Slow filling graph

elastica · November 24, 2018, 6:29pm

Hi

I was experimenting Kruskal performance against a data file for 100 graphs (n, m<20000) :

# =================================================
from time import clock
from sys import stderr, stdin

import graph_tool as gt
from graph_tool.topology import min_spanning_tree

import networkx as nx

# ------------ NetworkX Code ---------------------------

def kruskal_networkX(edges, n):
    G=nx.Graph()
    for a, b, w in edges:
        G.add_edge(a,b,weight=w)
    return sum(d['weight'] for (_,_,d) in nx.minimum_spanning_tree(G).edges(data=True))

# ------------ Graph_tool Code ---------------------------

def kruskal_gt(wedges,n):
    g= gt.Graph(directed=False)
    edges, weights= zip(*[((a,b),w) for (a,b,w) in wedges])
    weight = g.new_edge_property("long long")
    for a,b,w in wedges:
        e=g.add_edge(a,b)
        weight[e]=w
    tree=min_spanning_tree(g, weights=weight)
    return sum(b*weight[e] for (e,b) in zip(g.edges(), tree))

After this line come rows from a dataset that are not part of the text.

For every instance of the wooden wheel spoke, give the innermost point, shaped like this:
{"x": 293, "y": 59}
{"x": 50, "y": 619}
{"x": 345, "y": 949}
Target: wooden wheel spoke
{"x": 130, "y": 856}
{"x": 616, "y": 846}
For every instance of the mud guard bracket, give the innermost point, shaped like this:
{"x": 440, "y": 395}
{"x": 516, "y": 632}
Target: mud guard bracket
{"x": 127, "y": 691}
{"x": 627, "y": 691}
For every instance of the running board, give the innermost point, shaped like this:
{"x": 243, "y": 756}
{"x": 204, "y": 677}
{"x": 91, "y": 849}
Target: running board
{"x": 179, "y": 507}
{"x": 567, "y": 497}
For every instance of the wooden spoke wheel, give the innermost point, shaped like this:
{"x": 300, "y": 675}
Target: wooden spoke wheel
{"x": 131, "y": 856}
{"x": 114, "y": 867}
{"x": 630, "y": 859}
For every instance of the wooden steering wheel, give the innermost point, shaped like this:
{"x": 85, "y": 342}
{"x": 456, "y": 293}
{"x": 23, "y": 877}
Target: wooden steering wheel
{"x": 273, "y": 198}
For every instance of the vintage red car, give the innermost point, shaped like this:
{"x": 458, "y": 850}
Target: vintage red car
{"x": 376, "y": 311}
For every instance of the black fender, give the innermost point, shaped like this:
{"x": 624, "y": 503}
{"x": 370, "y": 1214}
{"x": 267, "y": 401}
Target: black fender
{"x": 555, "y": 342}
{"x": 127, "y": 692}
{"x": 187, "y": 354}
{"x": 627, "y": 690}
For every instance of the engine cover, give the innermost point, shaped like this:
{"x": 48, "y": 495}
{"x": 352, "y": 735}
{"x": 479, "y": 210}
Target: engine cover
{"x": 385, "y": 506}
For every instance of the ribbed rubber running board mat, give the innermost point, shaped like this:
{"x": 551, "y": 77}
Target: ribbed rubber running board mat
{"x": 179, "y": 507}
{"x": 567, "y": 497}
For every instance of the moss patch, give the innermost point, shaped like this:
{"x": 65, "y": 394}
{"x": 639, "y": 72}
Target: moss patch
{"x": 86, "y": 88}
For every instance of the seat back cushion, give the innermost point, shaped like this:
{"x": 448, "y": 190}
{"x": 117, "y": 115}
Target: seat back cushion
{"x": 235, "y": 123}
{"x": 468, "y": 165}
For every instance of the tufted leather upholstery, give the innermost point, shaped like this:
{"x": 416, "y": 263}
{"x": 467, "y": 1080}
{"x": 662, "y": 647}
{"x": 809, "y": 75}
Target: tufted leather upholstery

# ------------ Benchmark ---------------------------

def go(solver, L):
global duration

N=len(L)
k=1

    while k<N:
        edges=[]
        n=L[k]
        k+=1

        for a in range(n):
            d=L[k]
            k+=1
            for j in range(d):
                b=L[k]
                k+=1
                w=L[k]
                k+=1
                if a<b:
                    edges.append([a,b-1,w])
        start=clock()
        print(solver(edges, n))
        print("----------------------------")
        duration+=clock()-start

# data
L=list(int(z) for z in stdin.read().split() if z.isdigit())

for solver in [kruskal_networkX, kruskal_gt]:
    duration=0
    go(solver, L)
    print("%s : %.3f" %(solver.__name__, duration), file=stderr)

# =================================================

Outputs are in agreement but gt execution is very slow:

$ python3 gt.py < big.in > bench.out
kruskal_networkX : 15.721
kruskal_gt : 134.839

the bottleneck being within the following loop-filling the graph:

# --------------------------------------------
    for a,b,w in wedges:
        e=g.add_edge(a,b)
        weight[e]=w
# --------------------------------------------

Probably, i'm filling the graph in the wrong way.

You can dowload the data file here:
https://drive.google.com/file/d/1y0fX1kopgzQEWgmRHRnouWHnMkuliwfw/view?usp=sharing

solstag · November 27, 2018, 1:52am

Ni! Hi elastica,

In graph-tool you can efficiently add edges with properties using the
`add_edge_list` function:

https://graph-tool.skewed.de/static/doc/graph_tool.html#graph_tool.Graph.add_edge_list

I'd also suggest that you benchmark python code with the `cProfile` module,
it is much easier and more informative:

https://docs.python.org/3/library/profile.html

Cheers,
ale
.~´

attachment.html (4.45 KB)

elastica · November 29, 2018, 9:20am

Hi Alexandre and thanks for your useful response

The *add_edge_list* internally changes edges ordering to the lexicographic
one so in order to set weights, I have to sort the weighted-edge list,
adding some little overhead. On the other hand, *add_edge_list()* is much
more efficient than adding edges one by one with the add_edge method (about
7 times faster!). Unfortunately, this is still slow, even slower than
NetworkX (about 1.2 times slower and we all know that NetworkX highest
quality is not speed).

Here is the new version:

# ***********************
from time import clock
from sys import stderr, stdin

import graph_tool as gt
from graph_tool.topology import min_spanning_tree

import networkx as nx

# ------------ NetworkX Code ---------------------------

def kruskal_networkX(edges, n):
    G=nx.Graph()
    for a, b, w in edges:
        G.add_edge(a,b,weight=w)
    return sum(d['weight'] for (_,_,d) in
nx.minimum_spanning_tree(G).edges(data=True))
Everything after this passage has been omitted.